We’ve started hiring the gallery out in the evenings for cocktail parties, and the like - make it earn its crust in the evenings as well as during the day. It costs me enough, bloody thing might as well started earning its keep.
Anyway, the first event was last week. It was hired out by Smith College - one of those ivy-league stylee women’s liberal arts colleges in the US - for their annual alumnae get together.
I often find it fascinating chatting to Americans because it seems to me that, although I encounter them regularly enough of course (reading that back I notice I’ve inadvertently made them sound a bit like the lesser spotted tit), some how it nevertheless seems to take me outside of my usual mode of thinking, to the degree, at least, that I become more aware of my normal mode of thinking. The mode of thinking and speaking that is so normalised to me that most of the time I’m not even conscious of its underlying assumptions.
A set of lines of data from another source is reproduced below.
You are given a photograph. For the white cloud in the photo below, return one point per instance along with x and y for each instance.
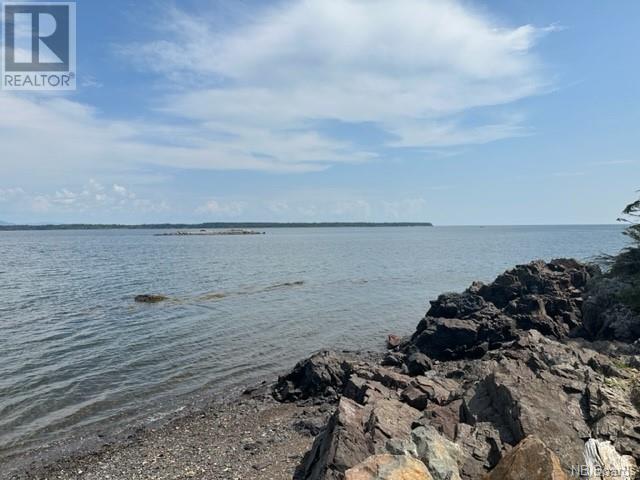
(226, 209)
(408, 209)
(409, 66)
(258, 91)
(92, 198)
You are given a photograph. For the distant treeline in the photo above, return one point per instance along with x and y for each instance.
(206, 226)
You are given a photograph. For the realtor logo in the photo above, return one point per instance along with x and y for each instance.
(39, 46)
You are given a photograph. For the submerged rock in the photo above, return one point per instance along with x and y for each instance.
(150, 298)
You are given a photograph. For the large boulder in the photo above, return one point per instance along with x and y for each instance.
(487, 373)
(529, 460)
(356, 432)
(602, 461)
(324, 375)
(389, 467)
(543, 296)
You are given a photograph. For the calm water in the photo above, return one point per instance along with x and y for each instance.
(77, 354)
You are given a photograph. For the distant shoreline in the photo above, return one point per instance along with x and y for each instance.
(183, 226)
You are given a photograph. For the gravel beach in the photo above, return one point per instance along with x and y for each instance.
(251, 438)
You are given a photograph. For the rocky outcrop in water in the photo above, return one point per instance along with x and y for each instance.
(504, 380)
(150, 298)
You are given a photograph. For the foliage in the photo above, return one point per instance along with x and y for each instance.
(627, 262)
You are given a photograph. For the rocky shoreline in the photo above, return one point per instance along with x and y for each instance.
(534, 376)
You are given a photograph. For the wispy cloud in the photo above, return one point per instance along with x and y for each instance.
(259, 92)
(92, 197)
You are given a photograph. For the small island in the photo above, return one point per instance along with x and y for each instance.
(205, 233)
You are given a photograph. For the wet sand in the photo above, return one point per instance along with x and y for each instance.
(252, 438)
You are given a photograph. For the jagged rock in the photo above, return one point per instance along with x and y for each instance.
(418, 364)
(323, 375)
(393, 341)
(356, 432)
(389, 467)
(424, 390)
(492, 367)
(529, 460)
(601, 461)
(441, 456)
(542, 296)
(150, 298)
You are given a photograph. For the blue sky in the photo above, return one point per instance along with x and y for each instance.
(456, 112)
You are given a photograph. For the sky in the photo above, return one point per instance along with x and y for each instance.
(449, 111)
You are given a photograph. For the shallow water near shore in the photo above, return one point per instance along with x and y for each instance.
(77, 353)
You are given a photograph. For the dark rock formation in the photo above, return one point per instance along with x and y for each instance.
(150, 298)
(486, 371)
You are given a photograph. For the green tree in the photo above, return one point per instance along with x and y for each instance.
(627, 262)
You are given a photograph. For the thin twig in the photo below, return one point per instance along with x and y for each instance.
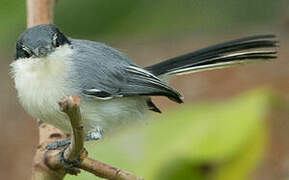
(70, 105)
(46, 164)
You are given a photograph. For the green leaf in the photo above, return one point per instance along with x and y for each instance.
(208, 140)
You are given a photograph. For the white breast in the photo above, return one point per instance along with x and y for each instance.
(40, 83)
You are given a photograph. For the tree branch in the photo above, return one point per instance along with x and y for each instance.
(70, 105)
(46, 164)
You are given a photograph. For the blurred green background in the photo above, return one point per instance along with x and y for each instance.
(221, 132)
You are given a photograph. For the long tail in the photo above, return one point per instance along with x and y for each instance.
(239, 51)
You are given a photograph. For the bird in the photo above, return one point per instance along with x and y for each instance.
(113, 89)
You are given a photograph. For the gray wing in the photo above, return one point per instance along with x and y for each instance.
(105, 73)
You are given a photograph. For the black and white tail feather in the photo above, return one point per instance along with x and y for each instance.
(148, 81)
(239, 51)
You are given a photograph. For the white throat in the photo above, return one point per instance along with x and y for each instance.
(42, 82)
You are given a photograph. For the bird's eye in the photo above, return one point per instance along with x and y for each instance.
(23, 52)
(55, 41)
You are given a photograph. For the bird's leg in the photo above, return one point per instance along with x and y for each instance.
(58, 144)
(94, 135)
(69, 166)
(91, 136)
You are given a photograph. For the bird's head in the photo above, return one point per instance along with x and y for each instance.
(39, 41)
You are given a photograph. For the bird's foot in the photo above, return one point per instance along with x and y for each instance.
(69, 166)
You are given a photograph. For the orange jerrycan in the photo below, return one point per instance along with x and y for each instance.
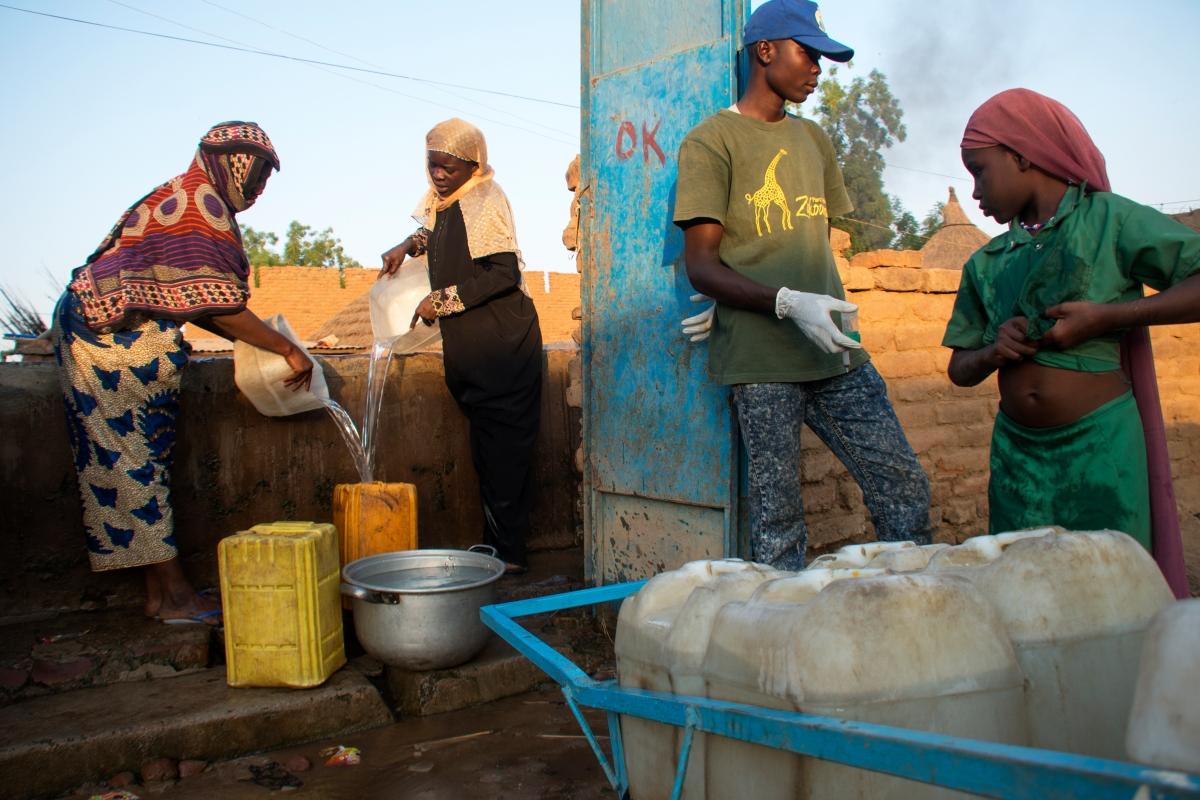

At this do I met an American woman who was clearly an enormous cheese professionally. You can tell from the way enormous cheeses deport themselves that they fit into that category. This woman was confident, yet kindly so. The sort of real confidence that doesn’t require boasting or bragging or generally bigging oneself up at anyone else’s expense; because the confidence is self sufficient I suppose. Anyway, she was a very nice sort and clearly vastly accomplished. When I asked her what she does for a living she told me that she’s a partner with a huge international consultancy firm. That in itself was interesting. Said completely without bragging and yet without modesty either, false or otherwise. Pure statement of fact. And why not? She’s a partner at a huge international consultancy firm through her own hard work and merit and why shouldn’t she be able to say as much without feeling somehow guilty or self conscious about it, as one almost definitely would expect oneself to feel if one were English and in her position.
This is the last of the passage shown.